Dün grup toplantısında konuşan CHP lideri Kemal Kılıçdaroğlu anlaşmanın yapılmasını "Mal varlığının araştırılması" meselesine bağladı.
Özetle; "Amerika senin Amerika'daki mal varlığını araştıracağını söyleyince hemen anlaşma masasına oturdun" dedi.
Yetinmedi CHP lideri...
"Adamlara tek kelime edemedin. Yüreğin varsa çıkarsın, Amerika'da mal varlığının olmadığını açıklarsın. Niye bunu yapmıyorsun, niye korkuyorsun?" diye sordu.
Oysa...
Oysa Erdoğan daha geçen hafta gazetecilerin bu konudaki sorularına verdiği cevapta, "Yaptırımlar açıklıyorlar. Bizim hedefimiz belli. Bizim herhangi bir yaptırım konusunda endişemiz yok. Mal varlığı konusunda da bazı açıklamalar yapılıyor. Bununla ilgili de gerekli ne varsa açıklayabilirler" diye cevap vermişti.

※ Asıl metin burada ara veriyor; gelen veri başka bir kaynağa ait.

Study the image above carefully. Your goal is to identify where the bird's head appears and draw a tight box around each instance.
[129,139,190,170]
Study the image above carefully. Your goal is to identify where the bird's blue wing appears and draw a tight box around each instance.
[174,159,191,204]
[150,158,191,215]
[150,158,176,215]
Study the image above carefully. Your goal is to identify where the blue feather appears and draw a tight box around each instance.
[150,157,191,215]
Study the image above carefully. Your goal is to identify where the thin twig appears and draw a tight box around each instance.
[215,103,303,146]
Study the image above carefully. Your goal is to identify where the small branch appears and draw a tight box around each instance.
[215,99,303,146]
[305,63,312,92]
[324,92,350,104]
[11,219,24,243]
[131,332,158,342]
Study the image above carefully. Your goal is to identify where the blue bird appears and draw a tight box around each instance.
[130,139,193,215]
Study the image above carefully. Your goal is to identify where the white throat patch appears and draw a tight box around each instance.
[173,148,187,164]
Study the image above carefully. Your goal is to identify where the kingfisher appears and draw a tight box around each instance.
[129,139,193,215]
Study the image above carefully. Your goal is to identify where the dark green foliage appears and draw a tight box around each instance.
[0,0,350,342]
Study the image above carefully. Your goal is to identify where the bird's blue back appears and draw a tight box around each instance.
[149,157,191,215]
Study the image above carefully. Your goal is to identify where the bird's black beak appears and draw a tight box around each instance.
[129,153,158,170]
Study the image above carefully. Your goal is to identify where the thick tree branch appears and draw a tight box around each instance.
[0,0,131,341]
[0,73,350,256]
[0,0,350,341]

Anlaşılan Kemal Kılıçdaroğlu ya bu açıklamayı duymamış ya da duymazdan geliyor.
Gerçi yüz defa açıklama yapılmasına rağmen, hâlâ Cumhurbaşkanlığı Külliyesi'ndeki klozetlerin altından yapıldığına inanan birine ne anlatabilirsin ki?..

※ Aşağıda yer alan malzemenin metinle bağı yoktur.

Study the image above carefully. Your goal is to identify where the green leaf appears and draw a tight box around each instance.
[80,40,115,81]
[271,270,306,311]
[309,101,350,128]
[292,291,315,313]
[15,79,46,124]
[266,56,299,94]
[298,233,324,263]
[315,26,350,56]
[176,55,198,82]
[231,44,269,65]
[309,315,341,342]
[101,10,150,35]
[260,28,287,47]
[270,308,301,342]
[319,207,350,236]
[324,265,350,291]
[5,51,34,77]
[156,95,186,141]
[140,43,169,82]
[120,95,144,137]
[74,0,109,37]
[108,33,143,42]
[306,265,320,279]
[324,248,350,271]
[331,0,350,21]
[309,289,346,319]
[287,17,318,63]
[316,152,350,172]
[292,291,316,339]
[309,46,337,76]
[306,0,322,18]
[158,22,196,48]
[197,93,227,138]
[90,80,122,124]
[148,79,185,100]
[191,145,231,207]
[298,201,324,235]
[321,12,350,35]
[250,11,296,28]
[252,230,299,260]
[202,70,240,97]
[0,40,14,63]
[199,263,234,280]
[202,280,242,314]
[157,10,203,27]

Bakın dikkat edin, "Yalan söyleyen" demiyorum, "İnanan" diyorum. Adam bunlara gerçekten inanıyor. Tıpkı sahte olan MAN belgelerinin gerçek olduğuna inandığı gibi, Erdoğan'ın Amerika'da ciddi mal varlığı olduğuna da inanıyor.
Oysa kafatasının içinde bıngıldak kadar akıl taşıyan biri, "Yahu Amerika'da yüklü mal varlığı olan biri, Amerika ile bu kadar ters düşmeye cesaret edemez herhâlde" diye düşünür.
Ama bizimki düşünme gereği duymuyor!
Çünkü onun adına düşünen ve onu böyle konuşturan birileri var. Eline taverna sanatçılarına uzatır gibi peçete üzerine yazılmış belgeler uzatıyorlar, o da kendisine düşen rolü oynamaya çalışıyor.
Acı olan şu ki...
Kemal Kılıçdaroğlu Erdoğan'ın Amerika'da mal varlığını iddia ederken hangi maldan bahsediyor biliyor musunuz?
Hani bana "Erdoğan 40 tır altını Amerika'ya kaçırdı" dediği bilgi var ya. İşte o bilginin yüzde yüz doğru olduğuna kanaat getiriyor.
Ne diyeyim, Allah akıl fikir versin!
Ya da vermesin ya!
Valla…
Vermesin!
Kemal Kılıçdaroğlu onları da iki günde ziyan eder çünkü!